Your BCP: Where to Start?

For their own risk mitigation purposes, business units may wish to prepare and maintain an up-to-date Business Continuity Plan BCP, covering unit leadership, functions, communications, staffing, records, supplies and contracted services. Following an emergency, business units should plan to launch their own plan locally and simultaneously, though if central resources are required as part of their local BCP, this should be communicated to the BCP team during planning stages.  It is assumed that infrastructure and staffing will be impaired for some time, but that the campus is able to resume certain functions on a priority basis.  Essential functions that involve life safety, infrastructure and technology will be given the highest priority.  The unit BCP may be used to help the campus prioritize the resumption of operations.

A BCP is a collection of resources, actions, procedures, and information that is developed, tested, and held in readiness for use in the event of a major disruption of operations.

Business continuity planning helps prepare U of T units to maintain mission‐critical operations after any emergency or crisis, and may take effect once an incident has been dealt with through the Crisis or Routine Emergency Framework, and in order to ensure “business as usual” for our critical functions.

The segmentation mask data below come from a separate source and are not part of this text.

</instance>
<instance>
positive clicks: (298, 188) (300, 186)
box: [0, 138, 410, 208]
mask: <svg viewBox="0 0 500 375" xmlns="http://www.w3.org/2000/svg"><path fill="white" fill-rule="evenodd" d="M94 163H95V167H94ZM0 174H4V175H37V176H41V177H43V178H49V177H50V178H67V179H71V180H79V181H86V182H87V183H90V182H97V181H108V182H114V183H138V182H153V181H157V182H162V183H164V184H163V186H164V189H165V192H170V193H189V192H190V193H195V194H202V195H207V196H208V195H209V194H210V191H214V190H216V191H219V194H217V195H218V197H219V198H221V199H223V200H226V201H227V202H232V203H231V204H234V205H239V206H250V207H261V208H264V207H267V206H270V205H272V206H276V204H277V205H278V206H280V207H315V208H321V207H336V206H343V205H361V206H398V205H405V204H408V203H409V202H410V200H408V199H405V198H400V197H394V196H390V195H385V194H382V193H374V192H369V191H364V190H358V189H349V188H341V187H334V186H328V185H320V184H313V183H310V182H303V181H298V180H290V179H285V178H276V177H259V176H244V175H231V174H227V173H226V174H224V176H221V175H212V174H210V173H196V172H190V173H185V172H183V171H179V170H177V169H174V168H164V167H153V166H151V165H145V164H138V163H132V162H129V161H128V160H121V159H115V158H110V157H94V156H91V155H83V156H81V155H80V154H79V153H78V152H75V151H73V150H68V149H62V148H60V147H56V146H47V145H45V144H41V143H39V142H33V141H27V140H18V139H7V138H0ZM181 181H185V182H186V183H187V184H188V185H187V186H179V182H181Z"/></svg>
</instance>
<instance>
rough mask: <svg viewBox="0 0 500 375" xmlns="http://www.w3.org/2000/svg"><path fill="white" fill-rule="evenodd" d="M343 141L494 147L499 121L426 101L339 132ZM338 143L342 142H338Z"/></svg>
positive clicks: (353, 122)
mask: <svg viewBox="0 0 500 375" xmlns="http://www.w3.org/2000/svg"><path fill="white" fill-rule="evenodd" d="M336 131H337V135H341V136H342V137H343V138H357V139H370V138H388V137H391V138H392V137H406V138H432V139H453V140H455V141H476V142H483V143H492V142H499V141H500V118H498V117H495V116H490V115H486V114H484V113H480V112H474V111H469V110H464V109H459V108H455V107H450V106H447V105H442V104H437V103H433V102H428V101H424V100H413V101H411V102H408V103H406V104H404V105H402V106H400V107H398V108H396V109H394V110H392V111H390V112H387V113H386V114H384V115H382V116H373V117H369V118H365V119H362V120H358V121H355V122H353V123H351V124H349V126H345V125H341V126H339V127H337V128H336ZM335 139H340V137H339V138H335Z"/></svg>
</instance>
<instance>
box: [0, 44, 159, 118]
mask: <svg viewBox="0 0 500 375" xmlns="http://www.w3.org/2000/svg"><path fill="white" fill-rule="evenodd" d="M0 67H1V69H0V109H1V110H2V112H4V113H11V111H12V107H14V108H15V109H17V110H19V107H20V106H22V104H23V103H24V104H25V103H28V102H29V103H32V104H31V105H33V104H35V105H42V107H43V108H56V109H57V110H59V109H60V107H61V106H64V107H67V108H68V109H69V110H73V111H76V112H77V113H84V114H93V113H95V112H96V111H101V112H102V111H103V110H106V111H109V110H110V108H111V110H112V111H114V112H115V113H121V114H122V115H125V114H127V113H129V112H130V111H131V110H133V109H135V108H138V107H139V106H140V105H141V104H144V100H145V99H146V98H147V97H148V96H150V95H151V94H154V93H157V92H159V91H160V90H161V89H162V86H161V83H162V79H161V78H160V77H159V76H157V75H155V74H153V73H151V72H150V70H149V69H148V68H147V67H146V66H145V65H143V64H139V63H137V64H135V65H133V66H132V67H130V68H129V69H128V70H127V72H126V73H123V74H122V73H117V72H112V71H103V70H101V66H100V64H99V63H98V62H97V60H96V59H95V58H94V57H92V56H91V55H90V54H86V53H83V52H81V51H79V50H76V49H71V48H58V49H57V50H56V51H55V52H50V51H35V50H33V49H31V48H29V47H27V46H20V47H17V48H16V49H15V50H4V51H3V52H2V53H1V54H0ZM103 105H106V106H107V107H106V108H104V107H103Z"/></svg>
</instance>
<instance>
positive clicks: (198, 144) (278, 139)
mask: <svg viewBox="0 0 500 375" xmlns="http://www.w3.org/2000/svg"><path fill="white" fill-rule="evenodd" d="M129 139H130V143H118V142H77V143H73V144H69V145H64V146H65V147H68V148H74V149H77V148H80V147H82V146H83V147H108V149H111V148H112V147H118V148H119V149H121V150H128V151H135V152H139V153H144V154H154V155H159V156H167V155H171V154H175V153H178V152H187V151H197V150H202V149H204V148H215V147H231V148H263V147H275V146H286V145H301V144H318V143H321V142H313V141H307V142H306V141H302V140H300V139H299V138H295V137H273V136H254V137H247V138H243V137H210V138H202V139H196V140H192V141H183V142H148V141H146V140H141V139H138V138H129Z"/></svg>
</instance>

Advanced planning can help mitigate the impact that an extraordinary operational interruption may have on a unit/the University and speed recovery back to an operational status.

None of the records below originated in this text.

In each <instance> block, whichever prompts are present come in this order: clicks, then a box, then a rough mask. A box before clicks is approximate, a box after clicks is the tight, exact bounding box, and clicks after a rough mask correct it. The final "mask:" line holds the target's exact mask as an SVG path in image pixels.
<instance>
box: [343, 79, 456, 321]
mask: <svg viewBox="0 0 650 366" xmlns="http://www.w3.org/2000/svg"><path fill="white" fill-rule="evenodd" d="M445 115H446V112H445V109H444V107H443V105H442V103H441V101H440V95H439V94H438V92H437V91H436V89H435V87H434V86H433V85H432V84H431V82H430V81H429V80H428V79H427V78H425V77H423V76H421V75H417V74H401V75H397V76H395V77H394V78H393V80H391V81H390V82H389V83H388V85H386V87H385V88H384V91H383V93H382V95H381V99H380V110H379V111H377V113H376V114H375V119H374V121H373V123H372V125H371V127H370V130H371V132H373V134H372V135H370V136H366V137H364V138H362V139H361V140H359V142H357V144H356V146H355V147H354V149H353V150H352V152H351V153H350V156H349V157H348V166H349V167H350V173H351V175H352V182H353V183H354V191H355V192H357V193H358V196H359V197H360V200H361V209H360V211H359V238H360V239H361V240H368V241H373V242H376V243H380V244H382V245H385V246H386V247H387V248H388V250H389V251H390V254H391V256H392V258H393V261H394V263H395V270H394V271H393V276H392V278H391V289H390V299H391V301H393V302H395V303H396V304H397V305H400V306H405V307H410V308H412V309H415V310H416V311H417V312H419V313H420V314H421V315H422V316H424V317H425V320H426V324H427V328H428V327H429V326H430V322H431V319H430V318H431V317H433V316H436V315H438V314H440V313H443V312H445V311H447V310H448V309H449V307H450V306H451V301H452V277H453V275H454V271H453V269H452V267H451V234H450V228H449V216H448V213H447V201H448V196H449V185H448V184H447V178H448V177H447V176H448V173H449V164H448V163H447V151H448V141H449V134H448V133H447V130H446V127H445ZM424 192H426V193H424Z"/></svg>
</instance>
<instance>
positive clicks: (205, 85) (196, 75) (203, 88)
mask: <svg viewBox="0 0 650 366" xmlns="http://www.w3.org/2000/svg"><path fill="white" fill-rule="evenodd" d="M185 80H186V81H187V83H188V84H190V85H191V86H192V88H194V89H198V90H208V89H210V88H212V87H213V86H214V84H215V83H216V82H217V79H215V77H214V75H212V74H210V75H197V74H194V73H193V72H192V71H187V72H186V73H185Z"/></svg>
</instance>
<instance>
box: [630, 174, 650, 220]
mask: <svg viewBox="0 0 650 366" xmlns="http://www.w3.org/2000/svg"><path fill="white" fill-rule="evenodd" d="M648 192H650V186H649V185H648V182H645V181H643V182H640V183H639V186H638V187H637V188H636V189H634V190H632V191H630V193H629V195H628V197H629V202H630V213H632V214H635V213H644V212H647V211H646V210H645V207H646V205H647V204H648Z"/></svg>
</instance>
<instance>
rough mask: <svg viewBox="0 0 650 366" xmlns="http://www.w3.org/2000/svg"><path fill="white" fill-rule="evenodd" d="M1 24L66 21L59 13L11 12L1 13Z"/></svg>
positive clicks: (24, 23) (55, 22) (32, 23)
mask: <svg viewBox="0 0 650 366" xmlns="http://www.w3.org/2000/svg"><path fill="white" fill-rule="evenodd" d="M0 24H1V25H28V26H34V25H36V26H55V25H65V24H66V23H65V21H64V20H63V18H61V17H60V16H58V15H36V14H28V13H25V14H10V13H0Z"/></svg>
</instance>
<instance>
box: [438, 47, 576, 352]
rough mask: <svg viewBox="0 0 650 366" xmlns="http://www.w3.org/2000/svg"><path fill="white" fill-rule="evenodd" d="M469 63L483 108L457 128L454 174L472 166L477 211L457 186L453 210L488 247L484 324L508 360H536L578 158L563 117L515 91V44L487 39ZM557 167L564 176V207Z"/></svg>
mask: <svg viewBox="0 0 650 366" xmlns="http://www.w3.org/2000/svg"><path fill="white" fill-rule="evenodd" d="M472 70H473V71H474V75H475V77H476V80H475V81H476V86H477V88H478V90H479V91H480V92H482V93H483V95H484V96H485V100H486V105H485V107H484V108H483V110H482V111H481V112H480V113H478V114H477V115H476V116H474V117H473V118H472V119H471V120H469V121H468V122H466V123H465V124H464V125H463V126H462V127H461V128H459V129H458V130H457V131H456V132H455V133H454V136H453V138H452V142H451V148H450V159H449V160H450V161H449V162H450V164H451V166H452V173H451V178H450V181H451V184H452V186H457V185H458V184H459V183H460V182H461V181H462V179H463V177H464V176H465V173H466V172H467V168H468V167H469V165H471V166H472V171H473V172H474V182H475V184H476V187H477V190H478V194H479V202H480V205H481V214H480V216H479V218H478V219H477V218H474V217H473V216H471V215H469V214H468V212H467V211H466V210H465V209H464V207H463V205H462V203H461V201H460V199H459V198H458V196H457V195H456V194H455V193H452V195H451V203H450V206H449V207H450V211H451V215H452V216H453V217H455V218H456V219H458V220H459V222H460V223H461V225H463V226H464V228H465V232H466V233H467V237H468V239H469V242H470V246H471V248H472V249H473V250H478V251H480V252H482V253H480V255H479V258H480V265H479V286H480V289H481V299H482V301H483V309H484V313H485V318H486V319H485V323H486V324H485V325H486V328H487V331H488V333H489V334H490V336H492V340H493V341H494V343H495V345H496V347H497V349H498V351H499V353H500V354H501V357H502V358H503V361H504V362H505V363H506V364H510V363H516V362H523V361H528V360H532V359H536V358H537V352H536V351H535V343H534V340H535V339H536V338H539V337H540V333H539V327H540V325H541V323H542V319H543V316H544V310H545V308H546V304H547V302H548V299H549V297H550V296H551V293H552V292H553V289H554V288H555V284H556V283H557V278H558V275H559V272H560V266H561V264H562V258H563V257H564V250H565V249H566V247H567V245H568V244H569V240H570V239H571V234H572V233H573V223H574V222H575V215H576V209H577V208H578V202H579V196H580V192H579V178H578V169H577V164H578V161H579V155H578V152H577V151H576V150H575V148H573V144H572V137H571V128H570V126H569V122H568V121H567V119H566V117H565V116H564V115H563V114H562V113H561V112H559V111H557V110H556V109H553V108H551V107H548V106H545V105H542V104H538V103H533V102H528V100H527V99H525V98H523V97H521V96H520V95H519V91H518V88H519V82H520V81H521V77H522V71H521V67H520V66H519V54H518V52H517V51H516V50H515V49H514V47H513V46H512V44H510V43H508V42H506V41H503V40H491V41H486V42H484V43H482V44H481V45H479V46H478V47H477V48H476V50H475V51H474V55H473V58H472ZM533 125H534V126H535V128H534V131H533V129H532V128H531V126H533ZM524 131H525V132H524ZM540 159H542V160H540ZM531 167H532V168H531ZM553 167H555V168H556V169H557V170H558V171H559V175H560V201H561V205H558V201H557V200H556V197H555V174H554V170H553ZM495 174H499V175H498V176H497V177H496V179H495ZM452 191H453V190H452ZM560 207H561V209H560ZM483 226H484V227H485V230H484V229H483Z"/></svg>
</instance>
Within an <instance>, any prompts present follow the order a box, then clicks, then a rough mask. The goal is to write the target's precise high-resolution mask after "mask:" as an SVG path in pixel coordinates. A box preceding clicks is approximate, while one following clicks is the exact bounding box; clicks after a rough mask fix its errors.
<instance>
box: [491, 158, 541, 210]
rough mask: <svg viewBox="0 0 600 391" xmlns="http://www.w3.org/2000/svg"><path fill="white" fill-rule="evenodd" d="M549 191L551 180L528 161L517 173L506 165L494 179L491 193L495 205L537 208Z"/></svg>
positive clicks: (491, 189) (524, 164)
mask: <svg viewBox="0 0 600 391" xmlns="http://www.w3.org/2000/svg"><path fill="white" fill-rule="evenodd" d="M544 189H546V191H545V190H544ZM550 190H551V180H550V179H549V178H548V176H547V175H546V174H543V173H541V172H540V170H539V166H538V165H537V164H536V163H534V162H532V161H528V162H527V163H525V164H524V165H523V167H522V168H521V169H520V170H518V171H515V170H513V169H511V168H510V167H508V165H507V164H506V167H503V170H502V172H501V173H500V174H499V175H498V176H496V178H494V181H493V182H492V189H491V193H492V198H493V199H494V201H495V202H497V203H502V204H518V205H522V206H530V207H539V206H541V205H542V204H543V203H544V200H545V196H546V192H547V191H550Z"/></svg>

In order to prepare plans to resume critical operations following an emergency, a consistent set of planning assumptions must be used by all units.

For the purposes of planning, assume that either a severe staffing loss or damaged facility could severely impact technology resources on campus, and that information technology resources will be unavailable at the onset of an emergency.

Consider the following real-life scenarios and the impact they may potentially have on unit operations as well as the campus community as a whole:

  1. An unexpected water main break has flooded two unit offices necessitating emergency relocation to other buildings across campus.  Files, equipment and office furniture were destroyed.

Each unit is required to establish a temporary working office in an alternate location.

  1. The Public Health Agency of Canada has warned of a pandemic involving a novel, and highly contagious, influenza virus strain.  A pandemic could impact campus activities for months: classes and public events may be suspended, and 30 percent or more of faculty/staff might be unable or unwilling to work. Campus infrastructure, however, would remain intact.

Disruptions could occur not only to university services, but also among regional vendors, health service providers and local government.

Scenario 1 affects the loss of use of a facility, such as an office, floor or entire building.  Division and unit staff must turn their attention from their normal duties to managing the loss of use of their space, relocating to temporary spaces and resuming normal business operations.  Scenario 2 would likely affect the loss of personnel and supply lines as opposed to University facilities and infrastructure.